What @Yogevs is describing is called de-expansion as well as upward compression. Here's a tutorial explanation of the terminology:






The 4 Modes of Compression and Expansion - Samplecraze


This video tutorial explains how downward and upward compression and downward and upward expansion work and how and when to use them.




samplecraze.com





You don't need to pay for the tutorial video to get the main point, which is in the text.

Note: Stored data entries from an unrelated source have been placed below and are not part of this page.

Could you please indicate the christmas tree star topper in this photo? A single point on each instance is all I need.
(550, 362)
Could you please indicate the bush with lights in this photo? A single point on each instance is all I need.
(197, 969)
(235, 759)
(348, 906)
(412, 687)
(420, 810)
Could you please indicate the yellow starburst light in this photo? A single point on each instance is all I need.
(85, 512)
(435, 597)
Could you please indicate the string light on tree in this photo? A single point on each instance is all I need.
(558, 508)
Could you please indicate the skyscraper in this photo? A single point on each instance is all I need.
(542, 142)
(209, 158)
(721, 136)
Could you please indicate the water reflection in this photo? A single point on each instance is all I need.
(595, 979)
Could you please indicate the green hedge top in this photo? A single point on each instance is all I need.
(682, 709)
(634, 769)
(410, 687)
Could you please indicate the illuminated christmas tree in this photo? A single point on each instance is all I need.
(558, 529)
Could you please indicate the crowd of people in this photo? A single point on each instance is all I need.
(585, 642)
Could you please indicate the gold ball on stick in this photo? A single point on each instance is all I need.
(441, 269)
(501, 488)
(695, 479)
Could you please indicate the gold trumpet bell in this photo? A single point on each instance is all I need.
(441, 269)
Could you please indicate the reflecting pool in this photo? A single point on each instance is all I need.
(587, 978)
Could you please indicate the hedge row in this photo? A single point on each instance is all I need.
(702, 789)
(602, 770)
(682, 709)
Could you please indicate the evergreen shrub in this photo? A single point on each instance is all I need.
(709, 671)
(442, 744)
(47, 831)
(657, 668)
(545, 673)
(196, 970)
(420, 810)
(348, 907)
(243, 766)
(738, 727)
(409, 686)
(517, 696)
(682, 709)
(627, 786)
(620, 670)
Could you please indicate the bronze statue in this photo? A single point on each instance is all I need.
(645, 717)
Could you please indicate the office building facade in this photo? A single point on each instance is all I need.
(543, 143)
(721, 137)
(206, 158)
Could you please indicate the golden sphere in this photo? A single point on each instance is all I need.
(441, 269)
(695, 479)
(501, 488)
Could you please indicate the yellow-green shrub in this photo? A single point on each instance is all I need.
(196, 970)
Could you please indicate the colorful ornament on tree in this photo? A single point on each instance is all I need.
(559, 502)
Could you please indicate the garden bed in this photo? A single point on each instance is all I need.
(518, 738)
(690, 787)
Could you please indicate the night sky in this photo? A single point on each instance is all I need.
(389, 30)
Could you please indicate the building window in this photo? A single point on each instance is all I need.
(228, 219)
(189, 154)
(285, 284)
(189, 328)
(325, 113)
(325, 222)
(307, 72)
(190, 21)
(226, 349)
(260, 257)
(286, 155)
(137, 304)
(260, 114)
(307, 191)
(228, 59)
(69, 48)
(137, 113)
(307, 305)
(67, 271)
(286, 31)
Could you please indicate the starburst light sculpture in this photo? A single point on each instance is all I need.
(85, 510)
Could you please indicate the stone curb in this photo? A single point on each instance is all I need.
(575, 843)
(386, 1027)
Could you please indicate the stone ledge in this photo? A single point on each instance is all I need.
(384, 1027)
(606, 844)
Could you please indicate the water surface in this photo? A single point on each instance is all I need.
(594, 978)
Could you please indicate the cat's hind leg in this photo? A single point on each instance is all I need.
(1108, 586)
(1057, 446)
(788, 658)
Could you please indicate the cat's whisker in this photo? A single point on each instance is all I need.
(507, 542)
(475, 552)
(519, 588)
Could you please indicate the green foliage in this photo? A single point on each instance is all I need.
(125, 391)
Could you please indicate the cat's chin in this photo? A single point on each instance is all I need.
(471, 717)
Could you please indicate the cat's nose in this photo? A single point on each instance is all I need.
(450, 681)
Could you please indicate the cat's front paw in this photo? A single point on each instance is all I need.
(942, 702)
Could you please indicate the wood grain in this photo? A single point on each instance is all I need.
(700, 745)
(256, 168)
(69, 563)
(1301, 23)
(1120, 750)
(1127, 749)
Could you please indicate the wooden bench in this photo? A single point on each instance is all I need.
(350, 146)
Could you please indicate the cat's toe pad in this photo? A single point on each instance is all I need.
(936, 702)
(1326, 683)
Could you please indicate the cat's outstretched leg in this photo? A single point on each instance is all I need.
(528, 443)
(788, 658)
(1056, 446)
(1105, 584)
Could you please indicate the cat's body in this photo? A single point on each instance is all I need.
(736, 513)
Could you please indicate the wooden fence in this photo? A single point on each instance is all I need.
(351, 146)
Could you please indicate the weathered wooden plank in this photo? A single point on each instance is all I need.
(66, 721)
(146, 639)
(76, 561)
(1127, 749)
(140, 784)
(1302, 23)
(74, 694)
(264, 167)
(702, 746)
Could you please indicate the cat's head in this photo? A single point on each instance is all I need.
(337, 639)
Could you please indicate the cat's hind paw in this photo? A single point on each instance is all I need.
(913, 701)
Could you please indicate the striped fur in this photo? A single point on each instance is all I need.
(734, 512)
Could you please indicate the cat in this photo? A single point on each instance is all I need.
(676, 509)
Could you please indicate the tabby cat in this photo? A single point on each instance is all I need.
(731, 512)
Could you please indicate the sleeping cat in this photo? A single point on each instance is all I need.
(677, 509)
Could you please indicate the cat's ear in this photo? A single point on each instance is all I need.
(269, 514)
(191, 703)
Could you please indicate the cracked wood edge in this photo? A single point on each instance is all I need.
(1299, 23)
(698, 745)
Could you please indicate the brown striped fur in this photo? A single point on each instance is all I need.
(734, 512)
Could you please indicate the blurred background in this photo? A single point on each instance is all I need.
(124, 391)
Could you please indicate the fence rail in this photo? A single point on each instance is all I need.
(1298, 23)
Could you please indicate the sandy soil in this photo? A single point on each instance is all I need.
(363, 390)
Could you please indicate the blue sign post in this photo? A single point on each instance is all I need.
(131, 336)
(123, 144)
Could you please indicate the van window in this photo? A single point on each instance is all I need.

Waves MV2, mentioned above, is one very easy-to-use tool for this (it's also a compressor). I only know of one plugin that just does de-expansion and nothing else: Flux Pure Dexpander V3. It is very transparent and has lots of knobs to twirl. There are several elaborate plugins that do everything (upward and downward compression plus upward and downward expansion). They include Blue Cat Dynamics 4 and its multiband counterpart MB-5 Dynamix; DMG Compassion; Fab Filter Pro-MB; Flux Solera V3 and its multiband counterpart Alchemist V3; and Voxengo Soniformer.


----------



## Yogevs (Aug 11, 2020)

This has been a super interesting thread to read. Thanks everyone who bothered replying - I definitely have some fun time full of experimentation ahead of me!


----------



## Yogevs (Aug 15, 2020)

Quick update - to whoever is interested.
Instead of using a compressor (for this specific case) I ended up solving it by lowering everything else down, EQ-ing the two quieter instruments, and then bringing everything else back up - to a point.
A ended up with a quieter peice as a whole, but that was also fixed (as a whole) in the mastering phase.
I feel like this was a better approach of fixing it and that the final result is better than if I would have went with a compressor.
Thanks again everyone !


----------



## Henu (Aug 15, 2020)

Yogevs said:


> I feel like this was a better approach of fixing it and that the final result is better than if I would have went with a compressor.



Absolutely. Spot-on!


----------